Hi Geert,
We are creating an xml which looks like a hierarchy. And once the hierarchy is
prepared from small chunks we are using an XSLT to transform the hierarchy into
another format. The small chunks contains metadata for different-2 files.
Currently we are having more than 30000 small chunks and we have to create a
large xml (hierarchy xml) out of these chunks in memory. The generated large
xml (hierarchy xml) will be more than 30MB in size. And this process is taking
more than 45 minutes to complete. So we are looking for a design change. Vikas
pointed out to use xi:include.

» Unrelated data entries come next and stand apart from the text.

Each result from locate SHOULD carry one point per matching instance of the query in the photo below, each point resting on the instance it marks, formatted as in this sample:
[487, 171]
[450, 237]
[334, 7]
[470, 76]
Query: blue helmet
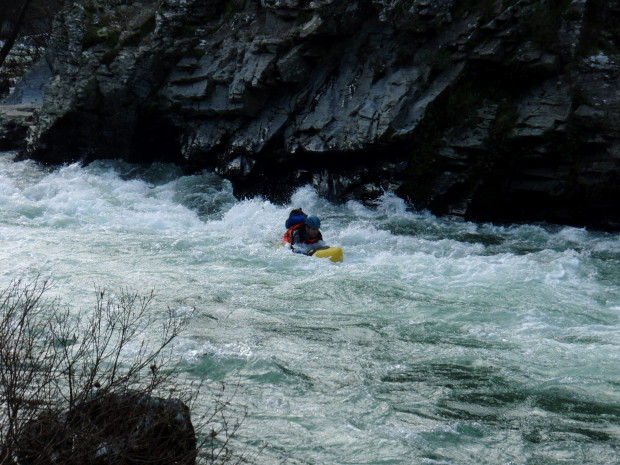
[313, 222]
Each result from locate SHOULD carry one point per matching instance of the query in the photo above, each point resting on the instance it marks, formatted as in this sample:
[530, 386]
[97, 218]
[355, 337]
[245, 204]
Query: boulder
[113, 429]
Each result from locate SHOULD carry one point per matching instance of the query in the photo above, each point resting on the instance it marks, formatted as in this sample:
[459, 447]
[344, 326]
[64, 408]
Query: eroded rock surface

So we thought of having a discussion here.
Let me try to explain what we are doing.
1- Root object which contains relationships
<object name="package" id="d14d44ec-59d5-4ada-b47d-3d62b69633c8">
<properties>
<property name="myPackage" type="string">
<value>somevalue</value>
</property>
.....
....
</properties>
<relationships>
<value>c525e14d-59d5-4ada-b47d-3d62b69633c8</value>
<value>12970f40-053d-4f22-8e39-073ca3a17454</value>
....
</relationships>
</object>
2- Child object which contains further relationships (It is one of the child
which is inside the relationships)
<object name="myImage" id="c525e14d-59d5-4ada-b47d-3d62b69633c8">
<properties>
<property name="pixelXDimension" type="int">
<value>645</value>
</property>
.....
....
</properties>
<relationships>
<value>xyzzqqka-59d5-4ada-b47d-125shydtt2bs</value>
....
</relationships>
</object>
3- Further Child object which contains other relationships
<object name="thumbnail" id="xyzzqqka-59d5-4ada-b47d-125shydtt2bs">
<properties>
<property name="pixelXDimension" type="int">
<value>645</value>
</property>
.....
....
</properties>
<relationships>
<value>abcgdt13-59d5-125a-b47d-425shydtt2bs</value>
....
</relationships>
</object>
and so on. and at the end we are creating a large xml which will look like:
<object name="package" id="d14d44ec-59d5-4ada-b47d-3d62b69633c8">
<properties>
<property name="myPackage" type="string">
<value>somevalue</value>
</property>
.....
....
</properties>
<contains>
<object name="myImage"
id="c525e14d-59d5-4ada-b47d-3d62b69633c8">
<properties>
<property
name="pixelXDimension" type="int">
<value>645</value>
</property>
.....
....
</properties>
<contains>
<object
name="thumbnail" id="xyzzqqka-59d5-4ada-b47d-125shydtt2bs">
<properties>
<property name="pixelXDimension" type="int">
<value>645</value>
</property>
.....
....
</properties>
<contains>
....
</contains>
</object>
....
</contains>
</object>
....
</contains>
</object>
Now we are using XSLT to transform into another format which we need as a
business requirement.
Regards
Abhinav
From: [email protected]
[mailto:[email protected]] On Behalf Of Geert Josten
Sent: Thursday, June 16, 2016 10:29 AM
To: MarkLogic Developer Discussion
Subject: Re: [MarkLogic Dev General] performance issue for creating large xml
Hi Vikas,
XInclude processing requires building the large xml in memory too, regardless
where it will be going. So whether this will work well enough for your case
depends on how large `large` is..
Kind regards,
Geert
From:
<[email protected]<mailto:[email protected]>>
on behalf of "[email protected]<mailto:[email protected]>"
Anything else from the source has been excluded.